The other issue, the more serious issue in my opinion, is raw latency. We’re not happy with the page response time of slideshare yet, even when it’s not under load. To be fair, we’ve barely begun the profiling, tuning, and optimization needed. But if it turns out that Ruby is what’s stopping us from getting the sub-second response times we want, it will be a huge bummer. I can’t say (for sure) that Ruby is at fault here though. The fault for the moment lies with us and the fact that we haven’t been able to spend as much time on profiling and tuning as we’d like!
That’s Ruby. Rails brings its own issues of scaling, mainly the fact that it is single-threaded. This means you need to have a bunch of app-server instances running on each box, which means you need a software load balancer, which is just one more piece of software that needs to be maintained, monitored, and occasionally fixed. More complexity! Yuck. But not THAT big a deal.
The database problem that Alex Paynt mentions is more serious. There are two scenarios.
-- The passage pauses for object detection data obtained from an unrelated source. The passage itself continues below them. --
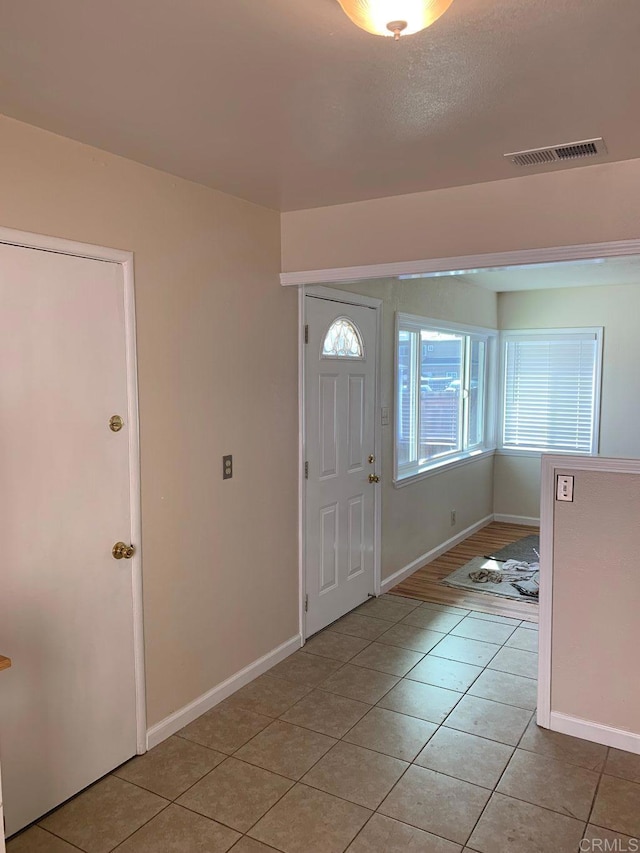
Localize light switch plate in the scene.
[556,474,573,501]
[222,454,233,480]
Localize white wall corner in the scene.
[380,515,494,595]
[147,634,302,749]
[549,711,640,755]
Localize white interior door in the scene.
[305,296,379,636]
[0,245,137,835]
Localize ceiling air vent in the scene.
[504,137,607,166]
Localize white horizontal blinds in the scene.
[503,331,599,453]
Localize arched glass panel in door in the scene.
[322,317,364,359]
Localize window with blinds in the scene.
[501,328,602,454]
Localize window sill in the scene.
[495,447,598,459]
[393,448,496,489]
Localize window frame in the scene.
[496,326,604,458]
[392,311,499,488]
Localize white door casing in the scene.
[0,238,143,834]
[305,296,380,636]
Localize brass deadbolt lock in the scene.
[111,542,136,560]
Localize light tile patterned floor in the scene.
[7,595,640,853]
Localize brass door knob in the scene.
[111,542,136,560]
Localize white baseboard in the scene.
[493,512,540,527]
[147,634,302,749]
[549,711,640,755]
[380,515,493,594]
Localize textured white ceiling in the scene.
[452,255,640,293]
[0,0,640,211]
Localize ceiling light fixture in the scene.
[338,0,453,41]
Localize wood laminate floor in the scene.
[389,521,538,622]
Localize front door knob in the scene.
[111,542,136,560]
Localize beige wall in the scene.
[495,282,640,517]
[551,468,640,735]
[322,278,497,579]
[0,117,298,725]
[282,155,640,272]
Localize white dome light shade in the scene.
[338,0,453,39]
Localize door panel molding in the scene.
[0,221,147,755]
[298,286,383,643]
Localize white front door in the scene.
[0,240,139,835]
[305,296,379,636]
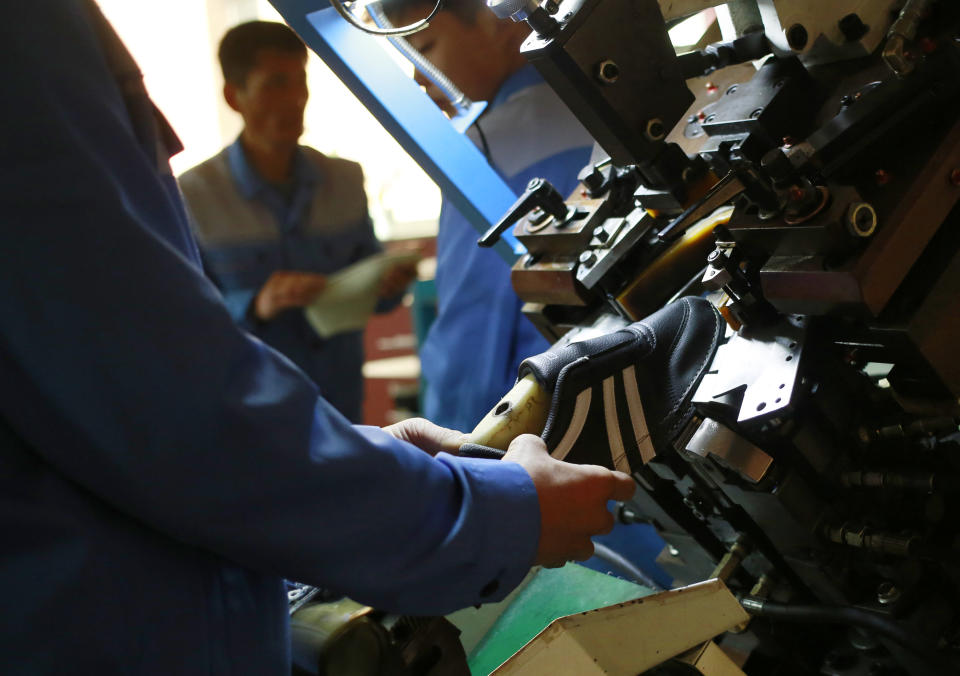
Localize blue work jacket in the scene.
[179,139,388,422]
[420,66,593,431]
[0,0,539,676]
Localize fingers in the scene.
[383,418,466,455]
[254,270,327,321]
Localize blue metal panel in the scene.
[270,0,524,264]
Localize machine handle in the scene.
[477,178,569,249]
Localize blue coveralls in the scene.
[0,0,539,676]
[420,66,593,431]
[179,140,388,422]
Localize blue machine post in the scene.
[270,0,524,264]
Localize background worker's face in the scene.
[395,5,516,107]
[224,49,309,146]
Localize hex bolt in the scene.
[845,202,877,237]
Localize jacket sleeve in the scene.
[0,0,539,614]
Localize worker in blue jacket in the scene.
[384,0,593,429]
[0,0,633,675]
[179,21,415,422]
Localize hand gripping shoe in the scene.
[519,296,724,473]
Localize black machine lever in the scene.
[477,178,569,248]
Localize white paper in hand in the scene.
[303,252,420,338]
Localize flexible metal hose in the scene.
[367,2,473,110]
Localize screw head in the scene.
[877,580,901,606]
[597,59,620,84]
[846,202,877,237]
[646,117,667,141]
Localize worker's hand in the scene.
[502,434,636,568]
[253,270,327,322]
[377,261,417,298]
[383,418,466,455]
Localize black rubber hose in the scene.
[740,597,957,674]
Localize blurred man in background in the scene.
[180,21,415,422]
[383,0,593,430]
[0,0,634,676]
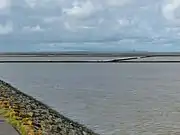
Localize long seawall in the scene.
[0,80,98,135]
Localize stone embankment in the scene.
[0,80,98,135]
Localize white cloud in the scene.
[63,1,97,18]
[106,0,132,7]
[43,17,60,23]
[23,25,44,32]
[162,0,180,22]
[0,0,11,14]
[0,22,13,35]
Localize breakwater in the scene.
[0,80,98,135]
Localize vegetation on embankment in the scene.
[0,81,98,135]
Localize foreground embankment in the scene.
[0,80,98,135]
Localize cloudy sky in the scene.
[0,0,180,51]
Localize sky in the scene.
[0,0,180,51]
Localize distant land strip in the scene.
[0,51,180,57]
[0,60,180,63]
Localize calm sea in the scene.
[0,58,180,135]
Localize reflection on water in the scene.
[0,57,180,135]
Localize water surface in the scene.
[0,56,180,135]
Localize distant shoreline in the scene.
[0,52,180,57]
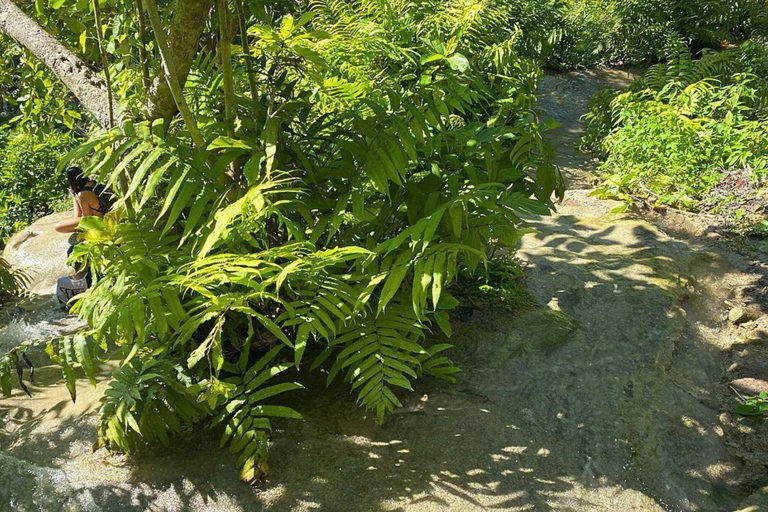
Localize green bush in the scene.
[0,0,563,480]
[553,0,766,67]
[0,258,27,303]
[583,41,768,209]
[0,132,75,247]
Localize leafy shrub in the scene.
[583,38,768,209]
[0,258,27,302]
[0,132,75,246]
[0,0,563,480]
[554,0,765,66]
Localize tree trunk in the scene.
[144,0,213,119]
[0,0,118,128]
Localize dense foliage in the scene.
[584,40,768,209]
[550,0,768,67]
[0,0,766,481]
[0,131,75,243]
[0,0,562,480]
[0,258,27,303]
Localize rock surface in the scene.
[3,212,72,295]
[0,70,764,512]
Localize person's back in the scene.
[56,275,90,311]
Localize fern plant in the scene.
[0,258,29,299]
[1,0,563,481]
[582,41,768,209]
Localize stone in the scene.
[731,377,768,396]
[736,487,768,512]
[3,212,73,295]
[728,307,760,325]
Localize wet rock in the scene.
[728,307,760,325]
[731,377,768,396]
[736,487,768,512]
[3,212,72,295]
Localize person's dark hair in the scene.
[67,166,90,194]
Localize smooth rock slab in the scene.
[3,212,73,295]
[0,193,745,512]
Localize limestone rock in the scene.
[736,487,768,512]
[728,307,760,325]
[3,212,72,295]
[731,378,768,396]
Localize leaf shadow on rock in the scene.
[0,215,756,511]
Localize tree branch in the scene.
[0,0,122,128]
[144,0,213,119]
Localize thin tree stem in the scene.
[235,0,259,101]
[136,1,152,96]
[142,0,205,149]
[93,0,115,129]
[216,0,235,132]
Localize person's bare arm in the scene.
[72,196,83,217]
[53,195,83,233]
[77,191,104,217]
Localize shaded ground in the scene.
[0,70,768,511]
[538,69,634,190]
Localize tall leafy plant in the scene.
[584,40,768,209]
[1,0,563,480]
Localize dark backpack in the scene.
[93,185,117,215]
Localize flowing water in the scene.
[0,72,768,512]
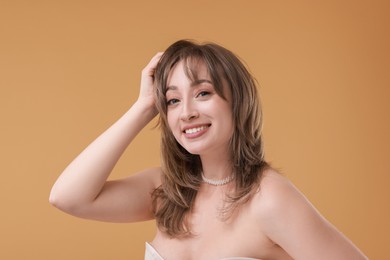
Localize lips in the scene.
[183,125,210,134]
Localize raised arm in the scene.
[49,53,162,222]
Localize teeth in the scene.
[185,126,207,134]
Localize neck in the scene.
[201,153,233,180]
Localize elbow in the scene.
[49,189,77,214]
[49,189,66,210]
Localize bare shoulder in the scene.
[129,167,162,189]
[252,169,366,259]
[253,168,306,214]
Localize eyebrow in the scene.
[166,79,213,92]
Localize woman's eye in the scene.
[167,98,179,106]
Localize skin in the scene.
[49,53,367,259]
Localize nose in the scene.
[181,101,199,121]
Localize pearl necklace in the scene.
[202,173,234,186]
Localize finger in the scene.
[143,52,164,76]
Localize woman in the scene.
[50,41,366,259]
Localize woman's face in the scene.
[166,62,233,155]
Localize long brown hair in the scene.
[152,40,268,237]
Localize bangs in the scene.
[162,46,227,99]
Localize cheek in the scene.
[167,111,177,132]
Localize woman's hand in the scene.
[137,52,163,115]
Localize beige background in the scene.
[0,0,390,259]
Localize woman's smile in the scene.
[166,62,233,155]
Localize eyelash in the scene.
[167,91,211,106]
[167,98,179,106]
[196,91,210,97]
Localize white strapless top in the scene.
[145,242,260,260]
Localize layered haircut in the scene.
[152,40,268,237]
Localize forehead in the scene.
[167,59,211,86]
One is the fairly simple and common-place scenario of talking to a database cluster that has one master database (for writes) and a bunch of slave databases (for reads). The trickier scenario is when you have multiple databases that have DIFFERENT data in them, and you’re trying to retrieve this information and use it in a web app. This is usually because your web app has too many writes, so you’ve needed to split it into multiple master databases, and shard your database..
I’m unclear which scenario twitter was experiencing, although thinking about the wtitter application, it seems likely that it’s the latter.
Fortunately, the response to this conversation about Ruby and multiple databases has been pretty immediate. A GEM (Magic Multi-Connections) has already been written. Sweet!
We’re really happy that this whole conversation happened BEFORE we faced this problem (we have only one database server at present). Magic Multi-Connections will definitely come in handy when we need to scale up to two or three database machines! That’s the magic of open source (free code!), and also the magic of Rails (rapid development).
I hope that Magic MultiConnections is the solution to connecting to multiple databases with rails. I’ll report back as we start to play around with it!

2 thoughts on “Scaling Rails : twittering about scale

  1. Mandy April 18, 2007 / 11:46 pm

    We’ll get you to use cakePHP very soon 😉 – just replying to ur comment 😉
    When all this rail bashing had started from Joel Spolsky’s blog, he made it very clear that Ruby as a language was slow – Rails comes much later.
    And the multiple DB issue you were facing with rail (is already there in cakePHP core). It’s good that they could solve it quickly before you guys faced it!
    Yes, toy sites are easy to make, but making scalable applications is the challenge 🙂
    -Mandy.

  2. Mandy April 24, 2007 / 10:32 pm

    Hey Jon, so wat do u guys use to check how many requests/sec you are getting on your site? Are you using some kind of a log analyzer to do that?